Pechory Monastery, Pskov Region, Russia, 2006.
We were told on arrival not to address the monks directly, not to stare at them or attempt to take photographs of them under any circumstances. Along with a few local pilgrims, our small group had already been waiting for over an hour for a local translator to arrive at the entrance to the caves. She had been booked by our tour operator, but didn’t turn up and our own tour guide did not have the authority to lead us through on her own. Unexpectedly one of the monks arrived and kindly offered to guide us without an official translator.
Silently we shuffled along the sandy floor, being lead by the monk’s shape, silhouetted by the candle he was holding. It was dark, damp and cool and there seemed to be natural ventilation down there. Every several feet apart candles provided illumination accompanied by dancing shadows on the walls.

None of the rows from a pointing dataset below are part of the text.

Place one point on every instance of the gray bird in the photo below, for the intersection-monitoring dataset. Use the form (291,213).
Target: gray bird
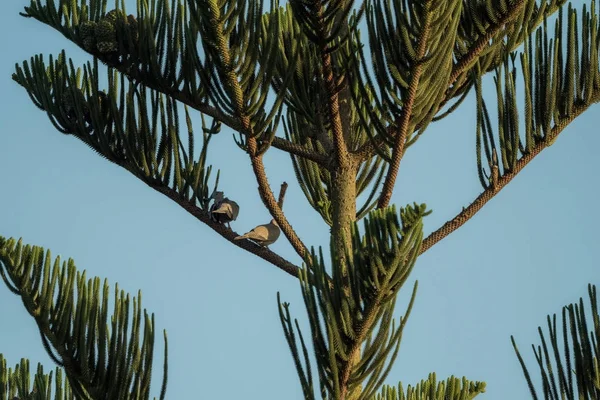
(223,210)
(263,235)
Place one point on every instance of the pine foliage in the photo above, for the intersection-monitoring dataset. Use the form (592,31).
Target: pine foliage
(72,315)
(573,373)
(347,121)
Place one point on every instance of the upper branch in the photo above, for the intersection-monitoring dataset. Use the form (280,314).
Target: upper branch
(468,212)
(401,135)
(236,93)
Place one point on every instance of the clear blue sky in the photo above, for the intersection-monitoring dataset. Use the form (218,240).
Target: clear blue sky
(529,251)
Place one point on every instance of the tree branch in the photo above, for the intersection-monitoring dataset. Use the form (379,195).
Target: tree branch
(339,143)
(488,194)
(228,234)
(483,42)
(398,151)
(367,150)
(207,109)
(269,201)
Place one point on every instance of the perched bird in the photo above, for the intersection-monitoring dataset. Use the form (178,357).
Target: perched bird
(263,235)
(223,210)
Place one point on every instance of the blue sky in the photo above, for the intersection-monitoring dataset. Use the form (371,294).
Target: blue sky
(527,253)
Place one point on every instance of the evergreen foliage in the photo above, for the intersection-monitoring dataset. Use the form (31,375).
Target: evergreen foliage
(347,121)
(574,374)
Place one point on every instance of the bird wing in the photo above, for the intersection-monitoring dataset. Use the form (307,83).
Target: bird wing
(229,208)
(261,232)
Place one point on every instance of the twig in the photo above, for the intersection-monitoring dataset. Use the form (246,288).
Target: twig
(398,151)
(266,194)
(282,195)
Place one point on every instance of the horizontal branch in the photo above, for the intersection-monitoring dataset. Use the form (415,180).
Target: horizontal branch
(278,142)
(468,212)
(228,234)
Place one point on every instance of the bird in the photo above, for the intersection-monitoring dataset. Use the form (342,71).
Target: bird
(223,210)
(263,235)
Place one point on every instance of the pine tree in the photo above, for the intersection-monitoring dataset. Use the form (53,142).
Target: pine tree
(346,122)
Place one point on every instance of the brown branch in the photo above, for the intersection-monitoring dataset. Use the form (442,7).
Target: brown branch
(269,201)
(367,150)
(488,194)
(228,234)
(398,151)
(228,120)
(340,148)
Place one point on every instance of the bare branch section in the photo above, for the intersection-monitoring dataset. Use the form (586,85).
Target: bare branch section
(488,194)
(247,245)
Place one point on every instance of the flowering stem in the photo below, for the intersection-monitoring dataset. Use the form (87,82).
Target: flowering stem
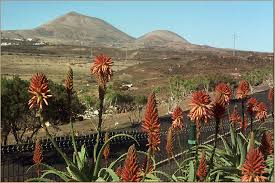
(178,136)
(243,129)
(251,123)
(147,163)
(51,139)
(215,144)
(72,127)
(101,94)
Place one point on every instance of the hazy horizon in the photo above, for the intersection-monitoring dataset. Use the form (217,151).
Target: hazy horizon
(204,23)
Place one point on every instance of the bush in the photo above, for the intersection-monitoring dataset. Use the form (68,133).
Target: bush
(258,76)
(15,111)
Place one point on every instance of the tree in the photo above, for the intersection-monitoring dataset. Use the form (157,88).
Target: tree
(15,114)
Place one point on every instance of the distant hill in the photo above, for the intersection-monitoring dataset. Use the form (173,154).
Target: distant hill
(74,28)
(163,39)
(80,30)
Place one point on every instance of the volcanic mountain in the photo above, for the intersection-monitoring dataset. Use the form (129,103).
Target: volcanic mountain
(74,28)
(81,30)
(163,39)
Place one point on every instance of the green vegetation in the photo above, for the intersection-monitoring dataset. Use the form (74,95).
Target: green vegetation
(258,76)
(16,117)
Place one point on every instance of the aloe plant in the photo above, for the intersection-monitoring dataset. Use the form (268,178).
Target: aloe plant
(79,169)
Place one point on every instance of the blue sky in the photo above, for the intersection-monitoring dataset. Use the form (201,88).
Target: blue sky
(211,23)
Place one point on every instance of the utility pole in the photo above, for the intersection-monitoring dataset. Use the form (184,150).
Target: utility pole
(234,40)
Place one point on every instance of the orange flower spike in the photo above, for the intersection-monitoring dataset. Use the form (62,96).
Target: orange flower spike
(170,142)
(106,151)
(251,103)
(243,90)
(235,118)
(150,165)
(151,123)
(201,107)
(253,167)
(261,111)
(225,92)
(271,95)
(266,146)
(101,68)
(119,171)
(69,81)
(177,118)
(37,156)
(219,105)
(202,168)
(131,172)
(39,90)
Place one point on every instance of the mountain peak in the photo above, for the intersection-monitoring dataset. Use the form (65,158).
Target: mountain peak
(73,13)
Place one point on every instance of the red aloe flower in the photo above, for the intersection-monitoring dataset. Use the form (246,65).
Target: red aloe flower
(39,90)
(253,167)
(235,118)
(271,95)
(106,151)
(151,123)
(150,166)
(119,171)
(225,92)
(69,81)
(102,68)
(244,125)
(201,107)
(177,118)
(219,106)
(261,111)
(251,103)
(37,156)
(170,142)
(243,90)
(202,168)
(266,144)
(131,172)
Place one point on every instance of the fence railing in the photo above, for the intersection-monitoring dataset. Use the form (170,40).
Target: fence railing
(16,159)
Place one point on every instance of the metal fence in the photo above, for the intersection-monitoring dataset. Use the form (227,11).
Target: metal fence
(16,159)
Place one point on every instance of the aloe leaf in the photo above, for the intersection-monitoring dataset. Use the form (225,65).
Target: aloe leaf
(113,175)
(164,174)
(226,146)
(242,150)
(76,174)
(217,177)
(174,178)
(151,177)
(233,178)
(60,174)
(99,157)
(233,136)
(100,179)
(39,180)
(191,173)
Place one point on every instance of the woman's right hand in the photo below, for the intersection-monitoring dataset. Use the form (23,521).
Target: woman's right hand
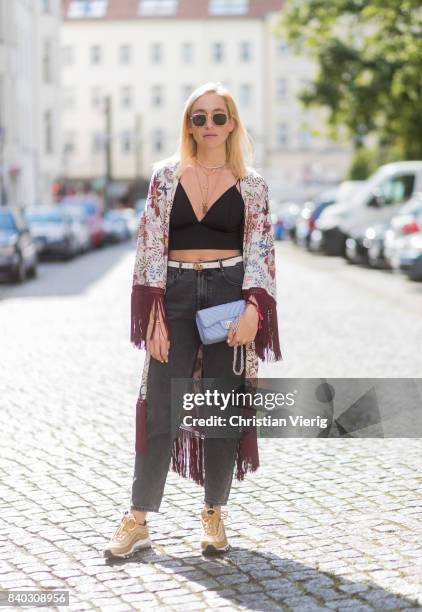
(158,346)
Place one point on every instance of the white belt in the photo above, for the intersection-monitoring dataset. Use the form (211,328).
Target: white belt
(200,265)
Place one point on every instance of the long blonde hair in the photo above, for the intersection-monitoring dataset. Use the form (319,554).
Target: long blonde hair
(239,146)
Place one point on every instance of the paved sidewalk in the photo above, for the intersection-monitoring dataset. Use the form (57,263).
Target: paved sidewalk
(323,525)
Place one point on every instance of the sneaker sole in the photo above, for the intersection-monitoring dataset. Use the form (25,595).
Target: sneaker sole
(210,549)
(139,545)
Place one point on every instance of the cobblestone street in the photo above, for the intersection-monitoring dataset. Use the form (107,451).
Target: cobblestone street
(324,524)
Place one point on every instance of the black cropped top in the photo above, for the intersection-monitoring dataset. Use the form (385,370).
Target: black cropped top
(220,228)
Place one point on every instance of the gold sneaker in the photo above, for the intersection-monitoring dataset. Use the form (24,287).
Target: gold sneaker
(213,533)
(128,538)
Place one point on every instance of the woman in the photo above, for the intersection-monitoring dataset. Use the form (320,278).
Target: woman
(205,239)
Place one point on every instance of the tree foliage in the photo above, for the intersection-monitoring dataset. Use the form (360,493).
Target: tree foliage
(369,66)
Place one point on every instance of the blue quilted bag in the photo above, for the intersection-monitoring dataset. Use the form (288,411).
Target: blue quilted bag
(214,322)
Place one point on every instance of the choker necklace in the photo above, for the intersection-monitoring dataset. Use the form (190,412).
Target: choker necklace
(210,167)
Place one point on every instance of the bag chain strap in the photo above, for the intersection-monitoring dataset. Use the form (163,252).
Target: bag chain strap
(242,362)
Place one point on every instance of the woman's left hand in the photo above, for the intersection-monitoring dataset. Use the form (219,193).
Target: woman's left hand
(247,328)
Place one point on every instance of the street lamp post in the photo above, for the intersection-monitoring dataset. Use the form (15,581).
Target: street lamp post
(3,199)
(108,152)
(138,146)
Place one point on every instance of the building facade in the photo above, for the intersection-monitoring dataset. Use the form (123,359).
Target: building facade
(146,56)
(29,100)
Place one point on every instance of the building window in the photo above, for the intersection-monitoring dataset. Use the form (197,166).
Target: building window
(228,7)
(282,134)
(125,54)
(187,53)
(282,47)
(157,7)
(126,97)
(157,95)
(281,89)
(48,132)
(95,54)
(46,62)
(96,97)
(97,142)
(245,95)
(217,52)
(126,142)
(87,8)
(305,138)
(69,146)
(186,92)
(156,53)
(245,51)
(67,56)
(157,141)
(69,98)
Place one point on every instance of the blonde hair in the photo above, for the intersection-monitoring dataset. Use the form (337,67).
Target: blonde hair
(239,146)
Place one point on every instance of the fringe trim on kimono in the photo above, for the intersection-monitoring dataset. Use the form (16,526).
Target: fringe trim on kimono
(187,457)
(267,344)
(144,301)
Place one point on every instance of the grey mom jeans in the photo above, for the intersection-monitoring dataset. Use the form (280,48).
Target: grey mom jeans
(187,290)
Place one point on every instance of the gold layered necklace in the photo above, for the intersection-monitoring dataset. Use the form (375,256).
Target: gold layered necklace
(207,171)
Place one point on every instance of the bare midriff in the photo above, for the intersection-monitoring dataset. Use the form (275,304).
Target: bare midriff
(202,254)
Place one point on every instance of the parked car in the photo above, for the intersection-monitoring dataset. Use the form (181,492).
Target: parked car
(80,226)
(139,206)
(407,252)
(315,208)
(415,270)
(374,203)
(361,241)
(279,225)
(18,251)
(51,230)
(407,221)
(287,215)
(132,220)
(92,205)
(116,226)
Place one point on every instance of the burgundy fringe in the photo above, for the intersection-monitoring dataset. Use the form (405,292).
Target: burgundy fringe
(187,458)
(267,344)
(145,300)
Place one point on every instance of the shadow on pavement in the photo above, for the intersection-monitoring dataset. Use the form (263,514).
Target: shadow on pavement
(267,581)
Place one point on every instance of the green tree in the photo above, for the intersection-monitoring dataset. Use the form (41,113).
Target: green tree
(369,67)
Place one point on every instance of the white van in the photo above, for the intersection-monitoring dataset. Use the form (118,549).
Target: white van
(374,202)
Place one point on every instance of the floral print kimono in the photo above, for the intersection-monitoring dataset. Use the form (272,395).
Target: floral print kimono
(148,288)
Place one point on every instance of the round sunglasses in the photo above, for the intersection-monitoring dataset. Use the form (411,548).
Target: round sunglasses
(200,119)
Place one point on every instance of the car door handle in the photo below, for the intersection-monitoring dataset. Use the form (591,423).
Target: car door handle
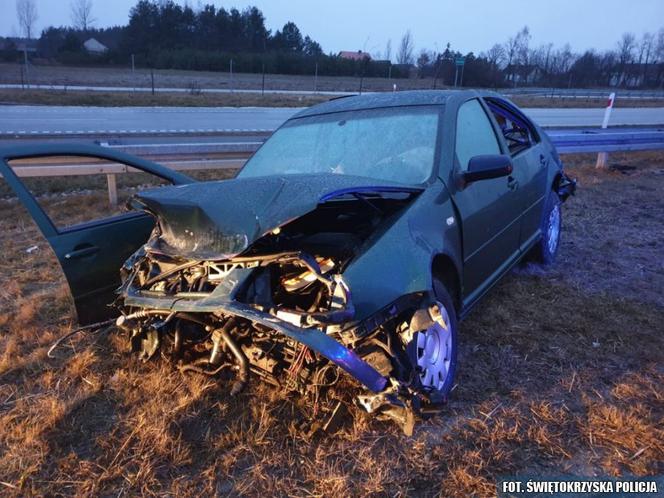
(512,183)
(82,252)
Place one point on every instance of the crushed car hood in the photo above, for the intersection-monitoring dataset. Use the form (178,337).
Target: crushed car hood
(220,219)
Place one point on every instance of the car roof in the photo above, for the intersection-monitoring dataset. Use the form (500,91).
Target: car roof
(390,99)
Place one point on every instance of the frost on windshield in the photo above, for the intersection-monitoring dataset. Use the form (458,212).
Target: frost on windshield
(396,144)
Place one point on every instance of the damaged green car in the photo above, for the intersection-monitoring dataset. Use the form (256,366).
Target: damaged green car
(353,240)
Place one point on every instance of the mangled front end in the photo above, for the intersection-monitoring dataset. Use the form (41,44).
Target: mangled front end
(240,288)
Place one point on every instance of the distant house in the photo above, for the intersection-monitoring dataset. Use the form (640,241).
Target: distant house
(94,46)
(356,56)
(20,44)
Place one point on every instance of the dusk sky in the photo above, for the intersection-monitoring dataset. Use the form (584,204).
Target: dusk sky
(470,25)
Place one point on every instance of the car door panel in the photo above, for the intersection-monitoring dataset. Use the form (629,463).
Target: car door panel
(530,170)
(90,254)
(489,209)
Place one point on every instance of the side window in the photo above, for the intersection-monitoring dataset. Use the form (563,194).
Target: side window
(474,134)
(517,131)
(73,189)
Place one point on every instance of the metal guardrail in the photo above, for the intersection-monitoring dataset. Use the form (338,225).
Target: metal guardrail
(565,141)
(611,141)
(225,155)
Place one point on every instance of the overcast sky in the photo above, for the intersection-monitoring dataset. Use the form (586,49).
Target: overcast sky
(469,25)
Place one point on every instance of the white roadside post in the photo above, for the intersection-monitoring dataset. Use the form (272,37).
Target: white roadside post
(602,157)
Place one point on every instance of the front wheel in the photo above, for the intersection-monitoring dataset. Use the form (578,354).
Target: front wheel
(433,348)
(546,250)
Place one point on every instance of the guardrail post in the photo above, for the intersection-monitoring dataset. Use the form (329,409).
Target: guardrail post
(602,157)
(112,189)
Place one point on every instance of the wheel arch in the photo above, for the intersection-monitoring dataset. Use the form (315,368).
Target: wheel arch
(444,269)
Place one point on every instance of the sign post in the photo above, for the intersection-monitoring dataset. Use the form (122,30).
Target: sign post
(459,62)
(602,157)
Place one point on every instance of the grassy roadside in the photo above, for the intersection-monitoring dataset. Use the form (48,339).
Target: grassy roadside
(561,371)
(143,99)
(127,99)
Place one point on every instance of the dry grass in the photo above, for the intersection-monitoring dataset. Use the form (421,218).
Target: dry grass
(128,99)
(197,80)
(561,372)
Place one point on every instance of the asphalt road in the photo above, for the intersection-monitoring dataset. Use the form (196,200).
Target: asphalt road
(57,120)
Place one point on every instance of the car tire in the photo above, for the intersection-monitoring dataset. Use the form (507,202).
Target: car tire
(440,393)
(546,249)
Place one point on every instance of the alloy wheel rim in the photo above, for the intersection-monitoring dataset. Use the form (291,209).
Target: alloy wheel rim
(434,349)
(553,230)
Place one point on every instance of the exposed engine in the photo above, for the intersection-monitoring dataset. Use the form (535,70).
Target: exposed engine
(293,275)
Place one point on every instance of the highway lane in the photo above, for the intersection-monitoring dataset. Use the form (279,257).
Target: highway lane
(66,120)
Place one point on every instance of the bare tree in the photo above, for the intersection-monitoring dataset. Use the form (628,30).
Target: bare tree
(626,47)
(646,51)
(406,47)
(388,50)
(511,52)
(523,52)
(26,12)
(81,14)
(495,56)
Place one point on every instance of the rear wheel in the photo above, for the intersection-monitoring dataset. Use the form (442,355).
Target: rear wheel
(546,250)
(433,349)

Acting as substitute translator, our tour guide respectfully waited for pauses in the monk’s speech to translate the history and information he was providing in a measured, melodic tone of voice: “Thousands of monks are buried in these caves underneath the Pskovo-Pechersky Monastery, the monastery surviving numerous attacks by invaders throughout it’s history, which in turn lead to its impressive fortification. The monastery was originally established in the 14th century, but the caves were already in use by hermits and monks a century before that.”
Deep into the cave we finally stopped in a gallery area. Not everything said by the monk was translated from Russian, but after some moments our guide announced expectantly that an invitation had just been extended to anyone present, to come forward if they wished to receive a blessing. A brief moment of silence ensued. One of the pilgrims stepped forward and then another, followed by our Russian guide.
Afterwards the monk asked if there were any other person or persons present, religious or non-religious, who had a natural, spontaneous feeling of wanting to come forward at that moment. He continued to explain that many people in the past had had a spiritual experience there, regardless of their denomination or belief system.
A period of silence.
The monk renewed the invitation.
A much longer period of silence.
As we exited the caves into the bright daylight, our eyes still readjusting, the monk asked another question: “Can anyone tell us why the angel is pointing to the clock?” Everyone looked up at where the monk was pointing.
More silence.
“Anyone?”
Silence.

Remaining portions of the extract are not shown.